Add `kde` function and tests to RustPython statistics module #6030

jackoconnordev · 2025-07-24T16:40:03Z

Description

Adds the kde function to RustPython's standard library alongside Python unit tests. Function and tests were copied as is from CPython 3.13, but in order for the new tests to complete on the order of seconds instead of hours I adjusted some "magic constants".

From my local testing, the builtin sorted function is the bottleneck here. CPython will sort a list of 1 million random integers in a few hundred milliseconds making it suitable to be used in a unit test. RustPython is not yet capable of this.

Using `kde` in the interpreter

This example is taken from kde function's docstring.

>>>>> from statistics import kde
>>>>> sample = [-2.1, -1.3, -0.4, 1.9, 5.1, 6.2]
>>>>> f_hat = kde(sample, h=1.5)
>>>>> sum(f_hat(x) for x in range(-20, 20))
1.0
>>>>> # ^ sum of probabilities == 1
>>>>> 
>>>>> cdf = kde(sample, h=1.5, cumulative=True)
>>>>> round(cdf(7.5) - cdf(4.5), 2)
0.22
>>>>> # ^ probability of a value between 7.5 and 4.5 being drawn from the sample's estimated probability distribution

whats_left.py diff

Following is the result of diffing the output of python -I whats_left.py with and without the kde function added.

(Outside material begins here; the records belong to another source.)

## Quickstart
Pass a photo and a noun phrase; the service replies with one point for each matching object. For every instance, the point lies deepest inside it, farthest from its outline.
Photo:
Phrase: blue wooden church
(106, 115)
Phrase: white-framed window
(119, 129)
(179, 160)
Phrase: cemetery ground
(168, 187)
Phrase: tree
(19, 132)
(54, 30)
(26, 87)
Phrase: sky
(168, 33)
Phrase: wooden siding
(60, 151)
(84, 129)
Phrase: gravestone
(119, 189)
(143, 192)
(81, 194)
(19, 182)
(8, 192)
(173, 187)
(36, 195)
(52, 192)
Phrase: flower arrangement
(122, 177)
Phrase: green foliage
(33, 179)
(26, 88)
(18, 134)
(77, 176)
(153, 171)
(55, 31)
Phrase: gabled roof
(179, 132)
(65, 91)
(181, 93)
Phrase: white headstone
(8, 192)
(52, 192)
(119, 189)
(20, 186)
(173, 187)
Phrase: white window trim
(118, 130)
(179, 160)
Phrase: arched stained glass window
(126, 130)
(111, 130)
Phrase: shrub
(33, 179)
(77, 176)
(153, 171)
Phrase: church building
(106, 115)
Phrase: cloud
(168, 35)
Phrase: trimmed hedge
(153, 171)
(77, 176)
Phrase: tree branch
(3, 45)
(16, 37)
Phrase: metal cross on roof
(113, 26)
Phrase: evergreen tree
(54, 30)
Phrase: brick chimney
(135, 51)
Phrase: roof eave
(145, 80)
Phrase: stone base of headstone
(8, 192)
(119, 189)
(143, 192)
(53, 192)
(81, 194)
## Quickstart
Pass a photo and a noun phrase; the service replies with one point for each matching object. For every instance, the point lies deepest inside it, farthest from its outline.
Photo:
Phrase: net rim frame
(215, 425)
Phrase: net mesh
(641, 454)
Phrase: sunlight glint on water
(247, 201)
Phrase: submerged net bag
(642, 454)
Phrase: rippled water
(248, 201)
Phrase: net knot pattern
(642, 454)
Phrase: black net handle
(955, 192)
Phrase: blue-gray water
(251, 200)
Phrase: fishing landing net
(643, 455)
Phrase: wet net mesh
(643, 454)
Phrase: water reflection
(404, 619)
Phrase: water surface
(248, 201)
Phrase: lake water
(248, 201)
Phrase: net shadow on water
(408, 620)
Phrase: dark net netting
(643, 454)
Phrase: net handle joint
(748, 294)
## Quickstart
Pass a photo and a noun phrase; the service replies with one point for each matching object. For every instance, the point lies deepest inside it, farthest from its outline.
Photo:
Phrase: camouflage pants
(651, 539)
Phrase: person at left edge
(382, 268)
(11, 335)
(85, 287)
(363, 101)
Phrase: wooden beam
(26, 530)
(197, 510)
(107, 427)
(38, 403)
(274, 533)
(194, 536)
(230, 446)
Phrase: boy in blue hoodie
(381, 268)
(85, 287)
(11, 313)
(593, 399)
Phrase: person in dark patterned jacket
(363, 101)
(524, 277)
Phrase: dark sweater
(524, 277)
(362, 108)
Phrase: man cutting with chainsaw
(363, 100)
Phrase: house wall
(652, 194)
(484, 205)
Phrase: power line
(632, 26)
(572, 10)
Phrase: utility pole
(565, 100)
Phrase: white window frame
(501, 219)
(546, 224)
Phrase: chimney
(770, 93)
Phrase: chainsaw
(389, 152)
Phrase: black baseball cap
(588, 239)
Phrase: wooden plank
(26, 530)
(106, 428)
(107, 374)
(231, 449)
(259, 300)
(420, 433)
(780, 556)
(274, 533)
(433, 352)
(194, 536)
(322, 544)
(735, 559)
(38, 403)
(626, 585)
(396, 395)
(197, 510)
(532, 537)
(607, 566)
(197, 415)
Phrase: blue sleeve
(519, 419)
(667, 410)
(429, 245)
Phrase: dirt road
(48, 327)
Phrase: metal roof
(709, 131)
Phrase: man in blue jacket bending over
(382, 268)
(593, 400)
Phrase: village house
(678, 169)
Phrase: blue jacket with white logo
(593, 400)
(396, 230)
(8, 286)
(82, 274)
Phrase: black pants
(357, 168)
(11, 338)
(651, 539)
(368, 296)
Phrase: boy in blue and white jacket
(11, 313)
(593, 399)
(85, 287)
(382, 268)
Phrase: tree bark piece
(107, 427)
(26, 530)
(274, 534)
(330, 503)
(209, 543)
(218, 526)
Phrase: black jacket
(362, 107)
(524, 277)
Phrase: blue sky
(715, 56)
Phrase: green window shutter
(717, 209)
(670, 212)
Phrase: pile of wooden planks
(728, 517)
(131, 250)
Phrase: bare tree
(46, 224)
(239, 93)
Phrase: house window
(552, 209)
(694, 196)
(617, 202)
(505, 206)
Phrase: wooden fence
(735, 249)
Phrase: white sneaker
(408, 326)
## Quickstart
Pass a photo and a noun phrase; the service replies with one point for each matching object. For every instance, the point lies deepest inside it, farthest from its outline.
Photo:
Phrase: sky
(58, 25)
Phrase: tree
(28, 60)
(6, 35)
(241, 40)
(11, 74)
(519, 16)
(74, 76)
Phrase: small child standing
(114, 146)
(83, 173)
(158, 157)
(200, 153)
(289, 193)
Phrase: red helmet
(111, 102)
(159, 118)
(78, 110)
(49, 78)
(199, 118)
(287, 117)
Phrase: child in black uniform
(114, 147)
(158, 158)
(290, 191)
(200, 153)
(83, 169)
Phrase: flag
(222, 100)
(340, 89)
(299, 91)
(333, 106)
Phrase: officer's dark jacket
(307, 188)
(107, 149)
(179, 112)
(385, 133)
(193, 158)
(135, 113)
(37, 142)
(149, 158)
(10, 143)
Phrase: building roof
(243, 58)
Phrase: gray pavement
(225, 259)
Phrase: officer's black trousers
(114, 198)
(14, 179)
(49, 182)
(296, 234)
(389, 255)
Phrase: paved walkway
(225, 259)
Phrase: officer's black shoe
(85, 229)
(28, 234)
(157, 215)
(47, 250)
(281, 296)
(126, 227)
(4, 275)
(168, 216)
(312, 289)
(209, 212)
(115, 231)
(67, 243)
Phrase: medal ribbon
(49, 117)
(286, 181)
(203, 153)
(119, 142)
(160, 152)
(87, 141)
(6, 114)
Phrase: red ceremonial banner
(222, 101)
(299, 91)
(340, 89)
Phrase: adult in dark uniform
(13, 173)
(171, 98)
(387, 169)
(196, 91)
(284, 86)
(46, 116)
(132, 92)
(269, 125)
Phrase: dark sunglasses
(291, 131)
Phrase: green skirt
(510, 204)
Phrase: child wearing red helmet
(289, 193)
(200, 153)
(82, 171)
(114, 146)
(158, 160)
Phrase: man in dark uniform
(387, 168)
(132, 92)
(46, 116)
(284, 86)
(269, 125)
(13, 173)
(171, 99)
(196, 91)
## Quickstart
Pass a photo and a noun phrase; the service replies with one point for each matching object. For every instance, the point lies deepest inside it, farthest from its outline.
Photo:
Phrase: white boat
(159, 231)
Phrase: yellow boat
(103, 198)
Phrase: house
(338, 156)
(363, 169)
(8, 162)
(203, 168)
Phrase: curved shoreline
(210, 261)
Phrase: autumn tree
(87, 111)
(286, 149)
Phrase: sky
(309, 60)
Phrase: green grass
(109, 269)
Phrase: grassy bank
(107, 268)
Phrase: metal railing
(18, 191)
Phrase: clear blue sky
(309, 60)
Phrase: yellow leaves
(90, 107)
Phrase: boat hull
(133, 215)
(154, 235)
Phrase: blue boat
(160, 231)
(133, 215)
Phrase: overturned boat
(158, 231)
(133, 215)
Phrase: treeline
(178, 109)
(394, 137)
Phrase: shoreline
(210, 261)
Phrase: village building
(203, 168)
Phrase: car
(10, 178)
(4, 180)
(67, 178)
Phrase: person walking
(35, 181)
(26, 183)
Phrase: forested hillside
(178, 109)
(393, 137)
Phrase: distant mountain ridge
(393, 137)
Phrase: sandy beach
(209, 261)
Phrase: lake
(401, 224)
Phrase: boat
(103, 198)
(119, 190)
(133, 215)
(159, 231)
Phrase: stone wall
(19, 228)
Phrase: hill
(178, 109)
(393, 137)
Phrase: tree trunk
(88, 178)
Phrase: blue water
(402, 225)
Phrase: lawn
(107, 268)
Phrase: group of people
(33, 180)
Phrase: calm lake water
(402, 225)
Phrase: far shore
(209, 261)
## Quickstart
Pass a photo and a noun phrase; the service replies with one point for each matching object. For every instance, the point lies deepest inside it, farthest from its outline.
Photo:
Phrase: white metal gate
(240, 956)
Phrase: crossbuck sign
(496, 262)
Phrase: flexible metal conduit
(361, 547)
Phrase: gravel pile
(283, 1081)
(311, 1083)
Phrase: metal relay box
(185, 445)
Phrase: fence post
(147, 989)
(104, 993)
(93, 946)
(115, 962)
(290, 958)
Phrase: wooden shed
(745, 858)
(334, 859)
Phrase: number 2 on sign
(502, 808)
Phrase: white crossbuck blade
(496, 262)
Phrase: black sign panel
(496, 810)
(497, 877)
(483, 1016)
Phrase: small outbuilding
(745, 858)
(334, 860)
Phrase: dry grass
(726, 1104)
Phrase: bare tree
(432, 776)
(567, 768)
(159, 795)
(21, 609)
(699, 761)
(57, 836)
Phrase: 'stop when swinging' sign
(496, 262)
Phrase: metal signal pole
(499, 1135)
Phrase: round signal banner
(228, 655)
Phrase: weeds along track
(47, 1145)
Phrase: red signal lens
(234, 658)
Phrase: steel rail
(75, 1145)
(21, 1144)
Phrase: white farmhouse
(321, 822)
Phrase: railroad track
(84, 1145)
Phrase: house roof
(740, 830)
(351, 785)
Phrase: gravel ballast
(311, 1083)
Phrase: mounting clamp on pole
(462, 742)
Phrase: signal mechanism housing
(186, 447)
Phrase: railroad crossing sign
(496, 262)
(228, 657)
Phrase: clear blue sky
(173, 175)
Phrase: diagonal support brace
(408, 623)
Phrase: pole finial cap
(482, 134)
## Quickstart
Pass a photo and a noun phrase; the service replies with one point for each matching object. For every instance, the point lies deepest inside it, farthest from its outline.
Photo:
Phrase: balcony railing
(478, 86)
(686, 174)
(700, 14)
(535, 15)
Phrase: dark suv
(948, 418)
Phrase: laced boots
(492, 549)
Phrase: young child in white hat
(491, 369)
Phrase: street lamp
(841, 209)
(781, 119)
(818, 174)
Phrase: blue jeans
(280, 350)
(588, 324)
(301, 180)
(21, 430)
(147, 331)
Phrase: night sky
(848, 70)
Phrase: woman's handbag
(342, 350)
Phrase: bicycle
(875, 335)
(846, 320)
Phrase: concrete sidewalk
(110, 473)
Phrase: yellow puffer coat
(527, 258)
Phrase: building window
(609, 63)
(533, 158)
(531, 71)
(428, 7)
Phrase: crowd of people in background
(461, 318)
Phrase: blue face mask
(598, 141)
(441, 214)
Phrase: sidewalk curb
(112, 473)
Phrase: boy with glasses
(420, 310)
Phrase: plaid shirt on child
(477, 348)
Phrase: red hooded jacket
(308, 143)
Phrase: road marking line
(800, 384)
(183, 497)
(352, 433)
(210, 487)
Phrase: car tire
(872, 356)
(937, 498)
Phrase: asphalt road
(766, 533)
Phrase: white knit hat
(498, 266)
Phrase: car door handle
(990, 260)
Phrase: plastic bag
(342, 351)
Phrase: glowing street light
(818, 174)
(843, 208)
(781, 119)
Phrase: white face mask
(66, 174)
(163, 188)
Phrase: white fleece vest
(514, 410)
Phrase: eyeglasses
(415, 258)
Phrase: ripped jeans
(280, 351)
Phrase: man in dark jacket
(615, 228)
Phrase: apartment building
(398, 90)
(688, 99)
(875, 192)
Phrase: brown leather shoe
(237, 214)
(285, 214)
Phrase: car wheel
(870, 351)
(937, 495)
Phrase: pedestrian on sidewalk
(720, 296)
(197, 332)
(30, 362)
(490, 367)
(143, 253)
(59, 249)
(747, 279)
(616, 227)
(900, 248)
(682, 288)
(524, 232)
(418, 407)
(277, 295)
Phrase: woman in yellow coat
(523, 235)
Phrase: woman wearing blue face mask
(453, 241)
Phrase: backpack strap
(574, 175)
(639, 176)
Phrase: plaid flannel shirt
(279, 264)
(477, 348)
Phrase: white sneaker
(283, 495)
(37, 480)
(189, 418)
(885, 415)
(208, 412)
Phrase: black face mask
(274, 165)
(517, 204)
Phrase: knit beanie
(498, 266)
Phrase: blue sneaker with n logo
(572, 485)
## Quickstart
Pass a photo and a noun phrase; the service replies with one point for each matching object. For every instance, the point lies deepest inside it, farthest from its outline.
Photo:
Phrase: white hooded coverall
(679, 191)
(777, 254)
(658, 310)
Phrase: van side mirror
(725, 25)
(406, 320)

✦ ❯ diff with-kde.txt without-kde.txt 
1449a1450,1467
> statistics._SQRT2
> statistics.__annotations__
> statistics._decimal_sqrt_of_frac
> statistics._float_sqrt_of_frac
> statistics._integer_sqrt_of_frac_rto
> statistics._kernel_invcdfs
> statistics._mean_stdev
> statistics._newton_raphson
> statistics._quartic_invcdf
> statistics._quartic_invcdf_estimate
> statistics._rank
> statistics._sqrt_bit_width
> statistics._sqrtprod
> statistics._triweight_invcdf
> statistics._triweight_invcdf_estimate
> statistics.kde
> statistics.kde_random
> statistics.pi
1710c1728
< #  implemented 94
---
> #  implemented 93
1713,1715c1731,1733
< #  missing_items 115
< #  mismatched_items 67
< #  mismatched_doc_items 60
---
> #  missing_items 116
> #  mismatched_items 68
> #  mismatched_doc_items 61

Example output showing original numbers are too slow to be appropriate

# Example of running TestKDE without adjusting the numbers

✦ ❯ time cargo run --release -- -m test -v -u cpu test_statistics -m TestKDE
    Finished `release` profile [optimized] target(s) in 0.17s
     Running `target/release/rustpython -m test -v -u cpu test_statistics -m TestKDE`
== RustPython 3.13.0alpha (heads/main:96f47a415, Jul 23 2025, 04:28:38) [RustPython 0.4.0 with rustc 1.88.0 (6b00bc388 2025-06-23)]
== Linux-6.12.8-200.fc41.x86_64-x86_64-with-glibc2.35 little-endian
== cwd: /tmp/test_python_318016
== CPU count: 12
== encodings: locale=utf-8, FS=utf-8
Run tests sequentially
0:00:00 load avg: 1.28 [1/1] test_statistics
test_kde (test.test_statistics.TestKDE.test_kde) ... ok
test_kde_kernel_invcdfs (test.test_statistics.TestKDE.test_kde_kernel_invcdfs) ... ok
test_kde_random (test.test_statistics.TestKDE.test_kde_random) ... ^C
^Z
[2]+  Stopped                 cargo run --release -- -m test -v -u cpu test_statistics -m TestKDE

real	55m28.234s
user	0m0.000s
sys	0m0.007s

Summary by CodeRabbit

Bug Fixes
- Improved input validation for the normal distribution inverse CDF function, allowing more flexibility in parameter values.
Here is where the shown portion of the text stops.